No tengo miedo Así se titula la película italo-española realizada en 2002 que narra la historia de amistad entre el hijo de un secuestrador y el secuestrado. Los seres humanos parece que poseemos desde el nacimiento un instinto que nos permite discernir lo que está bien de lo que está mal; el sentido de la moralidad no es algo aprendido sino que se hereda, viene determinado por nuestro patrimonio genético. El problema es que, a medida que pasan los años, ese sentido se va perdiendo, nos vamos corrompiendo, como diría Rousseau, nos “enmalamos”.

El dilema ético que presenta la filmación es harto interesante: ¿El hijo de un secuestrador debe apoyar a su padre en el secuestro o debe ayudar al otro niño secuestrado? Ese instinto moral innato hace que el hijo mande a tomar viento fresco al padre y decida liberar al niño. ¿Cómo puede un niño tomar semejante decisión si no se le ha enseñado antes qué es lo que está bien o no?

Salvando las distancias, y llevando el argumento al aula, he de decir que los peores (casi siempre) son los padres.

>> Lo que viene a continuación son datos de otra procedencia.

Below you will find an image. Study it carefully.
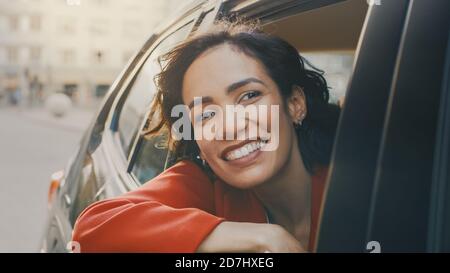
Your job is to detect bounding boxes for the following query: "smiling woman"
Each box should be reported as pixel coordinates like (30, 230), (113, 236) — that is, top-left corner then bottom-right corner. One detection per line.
(74, 19), (339, 252)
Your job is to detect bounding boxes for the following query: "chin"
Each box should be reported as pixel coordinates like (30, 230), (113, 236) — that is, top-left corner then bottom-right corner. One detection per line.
(216, 162), (271, 190)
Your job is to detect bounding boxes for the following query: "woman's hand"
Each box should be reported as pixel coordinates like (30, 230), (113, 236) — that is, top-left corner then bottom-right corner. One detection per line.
(197, 222), (306, 253)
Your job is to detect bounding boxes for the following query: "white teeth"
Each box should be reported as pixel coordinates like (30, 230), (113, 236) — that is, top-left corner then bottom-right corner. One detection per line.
(225, 141), (267, 161)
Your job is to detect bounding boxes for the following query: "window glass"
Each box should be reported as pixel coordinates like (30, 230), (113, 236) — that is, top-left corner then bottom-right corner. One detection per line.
(117, 22), (193, 156)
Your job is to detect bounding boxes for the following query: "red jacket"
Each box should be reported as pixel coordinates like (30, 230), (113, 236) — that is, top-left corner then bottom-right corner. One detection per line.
(73, 160), (325, 252)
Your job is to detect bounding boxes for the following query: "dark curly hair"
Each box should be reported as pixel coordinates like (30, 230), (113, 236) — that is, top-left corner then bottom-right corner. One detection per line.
(144, 21), (340, 173)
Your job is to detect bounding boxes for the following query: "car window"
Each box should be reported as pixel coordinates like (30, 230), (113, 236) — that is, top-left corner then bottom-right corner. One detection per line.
(117, 21), (193, 157)
(301, 51), (355, 104)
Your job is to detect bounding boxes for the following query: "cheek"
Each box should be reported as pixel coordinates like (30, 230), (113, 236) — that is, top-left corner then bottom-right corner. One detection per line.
(197, 140), (216, 162)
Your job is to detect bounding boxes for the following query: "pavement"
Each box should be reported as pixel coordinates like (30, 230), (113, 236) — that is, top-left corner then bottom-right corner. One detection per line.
(0, 106), (95, 252)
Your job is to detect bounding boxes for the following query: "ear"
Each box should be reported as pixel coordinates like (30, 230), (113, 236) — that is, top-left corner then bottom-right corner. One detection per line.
(287, 85), (307, 123)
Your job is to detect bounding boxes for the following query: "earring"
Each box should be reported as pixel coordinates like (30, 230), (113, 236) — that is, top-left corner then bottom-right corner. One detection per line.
(294, 113), (305, 129)
(197, 155), (207, 167)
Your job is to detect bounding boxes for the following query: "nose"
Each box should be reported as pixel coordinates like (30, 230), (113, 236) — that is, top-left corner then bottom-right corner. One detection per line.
(223, 106), (249, 140)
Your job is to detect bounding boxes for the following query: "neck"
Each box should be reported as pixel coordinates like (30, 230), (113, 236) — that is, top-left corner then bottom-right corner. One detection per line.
(254, 138), (311, 248)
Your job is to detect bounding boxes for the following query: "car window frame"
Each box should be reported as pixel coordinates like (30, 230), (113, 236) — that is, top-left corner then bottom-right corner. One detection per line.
(127, 4), (222, 186)
(314, 0), (414, 252)
(103, 10), (202, 192)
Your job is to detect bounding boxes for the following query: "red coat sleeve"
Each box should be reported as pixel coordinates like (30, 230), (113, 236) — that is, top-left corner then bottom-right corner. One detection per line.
(73, 161), (225, 252)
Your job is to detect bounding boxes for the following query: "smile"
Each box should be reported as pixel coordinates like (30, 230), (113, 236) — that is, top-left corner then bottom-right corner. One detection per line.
(225, 140), (269, 161)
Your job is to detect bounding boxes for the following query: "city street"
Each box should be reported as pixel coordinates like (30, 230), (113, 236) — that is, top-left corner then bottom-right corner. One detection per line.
(0, 107), (93, 252)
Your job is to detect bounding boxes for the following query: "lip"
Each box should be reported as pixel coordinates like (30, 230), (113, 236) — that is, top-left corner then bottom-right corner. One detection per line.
(220, 139), (259, 160)
(226, 146), (262, 168)
(221, 138), (262, 167)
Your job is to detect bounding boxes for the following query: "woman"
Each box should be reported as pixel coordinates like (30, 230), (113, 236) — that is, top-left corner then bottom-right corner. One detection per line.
(73, 22), (339, 252)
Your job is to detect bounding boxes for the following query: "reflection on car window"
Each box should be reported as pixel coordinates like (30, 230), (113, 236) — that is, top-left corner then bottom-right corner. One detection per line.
(119, 22), (193, 183)
(117, 22), (193, 156)
(301, 51), (354, 103)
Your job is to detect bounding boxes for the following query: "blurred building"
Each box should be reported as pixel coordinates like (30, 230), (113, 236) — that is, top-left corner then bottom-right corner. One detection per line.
(0, 0), (179, 105)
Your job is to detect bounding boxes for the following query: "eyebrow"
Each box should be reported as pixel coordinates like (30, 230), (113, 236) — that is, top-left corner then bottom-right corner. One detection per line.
(227, 78), (265, 94)
(189, 77), (266, 109)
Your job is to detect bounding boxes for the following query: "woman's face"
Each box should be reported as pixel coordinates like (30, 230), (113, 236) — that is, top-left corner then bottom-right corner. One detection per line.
(182, 44), (306, 189)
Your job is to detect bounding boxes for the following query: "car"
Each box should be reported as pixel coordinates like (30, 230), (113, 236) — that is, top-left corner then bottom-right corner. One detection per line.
(41, 0), (450, 253)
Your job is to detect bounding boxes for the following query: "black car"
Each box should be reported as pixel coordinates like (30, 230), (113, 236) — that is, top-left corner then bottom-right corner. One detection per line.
(42, 0), (450, 252)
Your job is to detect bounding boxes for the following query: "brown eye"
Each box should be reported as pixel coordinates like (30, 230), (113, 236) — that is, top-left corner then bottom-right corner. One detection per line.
(239, 91), (261, 103)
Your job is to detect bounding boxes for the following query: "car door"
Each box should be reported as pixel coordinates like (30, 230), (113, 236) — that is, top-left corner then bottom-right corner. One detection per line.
(316, 0), (450, 252)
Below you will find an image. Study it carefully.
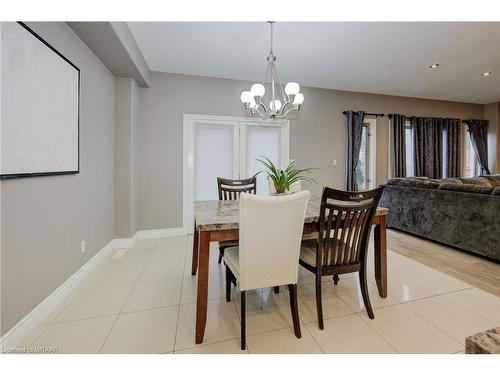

Detrás de un alumno con problemas de estudio, de comportamiento, de estabilidad emocional, de educación, etc. hay una familia desestructurada, o un transtorno de alcoholismo, o de agresividad, o de falta de cariño o, simple y llanamente, de locura.

Uno no puede culpar al estudiante que falta al respeto gravemente al profesor cuando conoce a su padre o a su madre. Ellos son peores y no es extraño que su hijo haya salido con un enorme problema de patología social. Los profesores, antes que disgustarnos con un alumno, hemos de conocer al padre. Él es la causa de gran parte de los males de nuestro sistema educativo.

Los estudiantes casi siempre son las víctimas, tanto de los padres como de los profesores.